Four injured in Cook Inlet platform fire

Posted: Sunday, April 21, 2002

ANCHORAGE (AP) -- Four people were injured Saturday when a fire broke out on an oil platform in Cook Inlet, Alaska State Troopers said.

The fire forced the evacuation of workers from the King Salmon Platform in Trading Bay, located on the west side of the inlet about 65 miles southwest of Anchorage.

Unocal, which owns the platform, said the injured were contract workers. Their identities were not released pending notification of kin.

Troopers and officials at Unocal notified the Coast Guard about the fire at about 3:40 p.m.

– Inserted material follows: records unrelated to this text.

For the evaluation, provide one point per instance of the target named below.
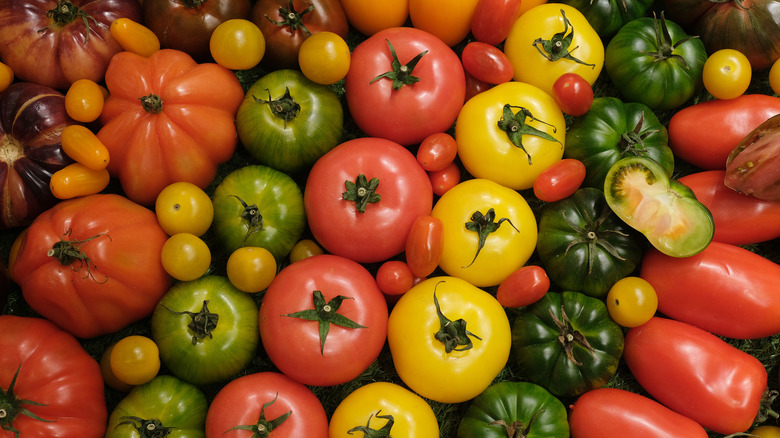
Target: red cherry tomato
(560, 180)
(573, 94)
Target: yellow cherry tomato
(135, 360)
(632, 301)
(183, 207)
(727, 74)
(324, 58)
(185, 256)
(251, 268)
(237, 44)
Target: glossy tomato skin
(119, 283)
(252, 398)
(57, 51)
(380, 231)
(57, 373)
(696, 374)
(616, 412)
(413, 112)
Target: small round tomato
(237, 44)
(573, 94)
(632, 301)
(135, 360)
(727, 74)
(185, 256)
(560, 180)
(251, 268)
(183, 207)
(324, 58)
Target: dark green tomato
(584, 246)
(206, 329)
(611, 130)
(164, 404)
(259, 206)
(567, 343)
(287, 121)
(654, 62)
(524, 407)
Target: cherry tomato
(324, 58)
(237, 44)
(632, 301)
(185, 256)
(727, 74)
(437, 151)
(573, 94)
(135, 360)
(251, 268)
(560, 180)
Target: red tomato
(487, 63)
(573, 94)
(263, 399)
(523, 287)
(345, 298)
(407, 100)
(696, 374)
(560, 180)
(401, 193)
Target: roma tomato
(371, 190)
(404, 77)
(323, 320)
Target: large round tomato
(362, 197)
(323, 320)
(404, 85)
(101, 253)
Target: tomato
(725, 289)
(183, 207)
(268, 403)
(404, 77)
(135, 360)
(371, 190)
(49, 385)
(105, 279)
(604, 411)
(323, 320)
(287, 122)
(185, 256)
(167, 119)
(510, 133)
(573, 94)
(525, 286)
(165, 406)
(206, 330)
(251, 268)
(552, 39)
(560, 180)
(696, 374)
(324, 58)
(385, 408)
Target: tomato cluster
(413, 218)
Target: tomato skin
(696, 374)
(616, 412)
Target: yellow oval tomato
(183, 207)
(727, 74)
(135, 360)
(185, 256)
(237, 44)
(324, 58)
(510, 134)
(551, 39)
(374, 405)
(251, 268)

Unocal spokeswoman Roxanne Sinz said company personnel put out the blaze. Firefighters from Nikiski, about 12 miles northwest of the platform, also responded. The fire was declared out about an hour after it began, said trooper spokesman Greg Wilkinson.

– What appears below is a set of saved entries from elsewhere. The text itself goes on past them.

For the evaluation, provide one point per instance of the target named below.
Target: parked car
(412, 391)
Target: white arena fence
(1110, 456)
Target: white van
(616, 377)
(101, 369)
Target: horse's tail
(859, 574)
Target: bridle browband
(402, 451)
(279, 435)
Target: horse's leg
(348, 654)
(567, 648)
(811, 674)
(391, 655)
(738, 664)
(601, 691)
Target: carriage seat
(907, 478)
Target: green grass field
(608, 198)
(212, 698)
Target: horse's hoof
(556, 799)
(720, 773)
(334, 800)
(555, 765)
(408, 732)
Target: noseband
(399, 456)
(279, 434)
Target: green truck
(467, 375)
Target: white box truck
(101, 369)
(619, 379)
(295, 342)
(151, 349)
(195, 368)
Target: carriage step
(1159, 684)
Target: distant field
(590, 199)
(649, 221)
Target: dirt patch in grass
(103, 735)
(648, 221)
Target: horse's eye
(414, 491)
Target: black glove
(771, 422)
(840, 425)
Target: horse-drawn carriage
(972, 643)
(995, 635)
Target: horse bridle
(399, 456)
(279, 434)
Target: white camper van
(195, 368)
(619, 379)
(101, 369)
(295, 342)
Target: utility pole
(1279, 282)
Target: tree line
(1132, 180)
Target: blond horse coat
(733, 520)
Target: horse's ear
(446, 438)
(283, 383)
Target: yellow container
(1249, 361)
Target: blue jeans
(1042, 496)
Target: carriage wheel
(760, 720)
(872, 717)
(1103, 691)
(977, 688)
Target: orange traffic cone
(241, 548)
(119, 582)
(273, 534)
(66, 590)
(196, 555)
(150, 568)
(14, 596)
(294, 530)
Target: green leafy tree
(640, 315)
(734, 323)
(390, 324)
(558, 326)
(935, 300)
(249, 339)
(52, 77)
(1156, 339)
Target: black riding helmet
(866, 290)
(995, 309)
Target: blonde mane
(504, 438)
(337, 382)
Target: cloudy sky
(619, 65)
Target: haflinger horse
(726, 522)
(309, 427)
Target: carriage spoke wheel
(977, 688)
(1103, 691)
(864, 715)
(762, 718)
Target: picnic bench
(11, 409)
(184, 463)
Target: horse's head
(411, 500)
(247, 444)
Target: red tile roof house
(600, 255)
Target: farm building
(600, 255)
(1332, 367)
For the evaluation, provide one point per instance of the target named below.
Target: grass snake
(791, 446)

There were 52 workers on the platform. Of those, 33 nonessential workers were evacuated, Sinz said.

The fire occurred while work was being done on one of the platform's 24 wells.

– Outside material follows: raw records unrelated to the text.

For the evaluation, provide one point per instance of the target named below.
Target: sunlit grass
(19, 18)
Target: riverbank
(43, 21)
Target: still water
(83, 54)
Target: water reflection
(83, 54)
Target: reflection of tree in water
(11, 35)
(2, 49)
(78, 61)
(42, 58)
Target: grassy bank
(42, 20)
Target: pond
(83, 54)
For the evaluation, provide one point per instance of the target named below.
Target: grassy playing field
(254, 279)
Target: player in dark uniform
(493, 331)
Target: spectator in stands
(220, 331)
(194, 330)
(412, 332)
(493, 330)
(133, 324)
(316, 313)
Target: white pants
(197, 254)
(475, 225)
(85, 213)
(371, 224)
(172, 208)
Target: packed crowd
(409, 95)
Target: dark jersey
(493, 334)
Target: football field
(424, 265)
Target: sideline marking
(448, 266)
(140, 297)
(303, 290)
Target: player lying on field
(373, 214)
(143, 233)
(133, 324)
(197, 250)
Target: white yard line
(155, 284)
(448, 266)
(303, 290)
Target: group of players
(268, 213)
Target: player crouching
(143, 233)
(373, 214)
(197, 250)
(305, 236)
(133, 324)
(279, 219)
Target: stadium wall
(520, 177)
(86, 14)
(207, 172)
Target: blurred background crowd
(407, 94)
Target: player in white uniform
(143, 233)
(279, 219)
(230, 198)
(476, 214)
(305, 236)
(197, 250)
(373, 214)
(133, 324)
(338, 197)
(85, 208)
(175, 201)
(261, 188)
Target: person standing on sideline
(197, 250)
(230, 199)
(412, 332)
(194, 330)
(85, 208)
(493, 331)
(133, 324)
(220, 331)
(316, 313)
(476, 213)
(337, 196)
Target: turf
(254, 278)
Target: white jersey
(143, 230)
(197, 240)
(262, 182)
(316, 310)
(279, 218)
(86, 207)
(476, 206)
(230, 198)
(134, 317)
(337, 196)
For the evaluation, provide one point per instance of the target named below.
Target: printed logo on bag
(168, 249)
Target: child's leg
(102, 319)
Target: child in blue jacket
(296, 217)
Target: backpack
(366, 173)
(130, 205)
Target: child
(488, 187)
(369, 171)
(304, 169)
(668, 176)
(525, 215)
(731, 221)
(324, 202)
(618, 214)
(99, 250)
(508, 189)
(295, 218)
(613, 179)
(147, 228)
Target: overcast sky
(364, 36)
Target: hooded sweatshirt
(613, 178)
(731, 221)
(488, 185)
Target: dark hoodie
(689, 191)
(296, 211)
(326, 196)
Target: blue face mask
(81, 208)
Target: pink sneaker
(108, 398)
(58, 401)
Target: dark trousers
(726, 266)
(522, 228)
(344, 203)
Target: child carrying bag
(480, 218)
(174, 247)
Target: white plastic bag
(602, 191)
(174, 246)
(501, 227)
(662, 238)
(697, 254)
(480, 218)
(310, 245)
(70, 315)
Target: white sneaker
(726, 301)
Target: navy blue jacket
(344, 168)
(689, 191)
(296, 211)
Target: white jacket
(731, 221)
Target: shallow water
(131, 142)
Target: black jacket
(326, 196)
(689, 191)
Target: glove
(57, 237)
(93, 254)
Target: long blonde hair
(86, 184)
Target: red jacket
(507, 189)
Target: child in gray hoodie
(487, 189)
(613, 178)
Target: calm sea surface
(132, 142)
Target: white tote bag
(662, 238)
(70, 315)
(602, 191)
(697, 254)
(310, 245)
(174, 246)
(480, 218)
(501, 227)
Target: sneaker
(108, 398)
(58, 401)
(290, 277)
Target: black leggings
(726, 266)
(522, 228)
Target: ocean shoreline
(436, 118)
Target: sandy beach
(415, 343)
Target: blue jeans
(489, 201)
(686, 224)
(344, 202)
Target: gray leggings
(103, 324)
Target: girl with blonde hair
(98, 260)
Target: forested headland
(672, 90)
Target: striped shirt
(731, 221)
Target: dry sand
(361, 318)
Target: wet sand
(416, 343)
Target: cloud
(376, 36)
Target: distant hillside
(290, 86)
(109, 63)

''Apparently while they were performing this work some gas ignited,'' Sinz said.

The injured workers were walking up a ladder when the fire moved down toward them, burning them on their upper bodies.

The most seriously injured worker received burns to his hands and perhaps his face, Sinz said. He was taken off the platform by helicopter and flown to Central Peninsula General Hospital in Soldotna. The other three injured workers were taken off by boat and transported to the hospital by ambulance.

A private vessel in the area was used to get noninjured workers off the platform. They were lowered to the boat by basket and taken to shore, Wilkinson said.

Sinz said the platform will remain shut down until the extent of the damage can be assessed.

Coast Guard spokesman Darrell Wilson said when the fire was first reported emergency personnel went into high gear. He said the Coast Guard sent two helicopters from Kodiak and a cutter from Homer. Unocal also sent two of its helicopters, Wilson.

''Everyone responded right away,'' he said.

The Air National Guard also responded with an HH60 Pavehawk helicopter and a refueling tanker. Both returned to base when they were not needed, said spokesman Mike Haller.

The platform was installed in 1967. It produces about 9,000 barrels of crude oil and 3.6 million cubic feet of natural gas per day. The gas is used as fuel on the platform.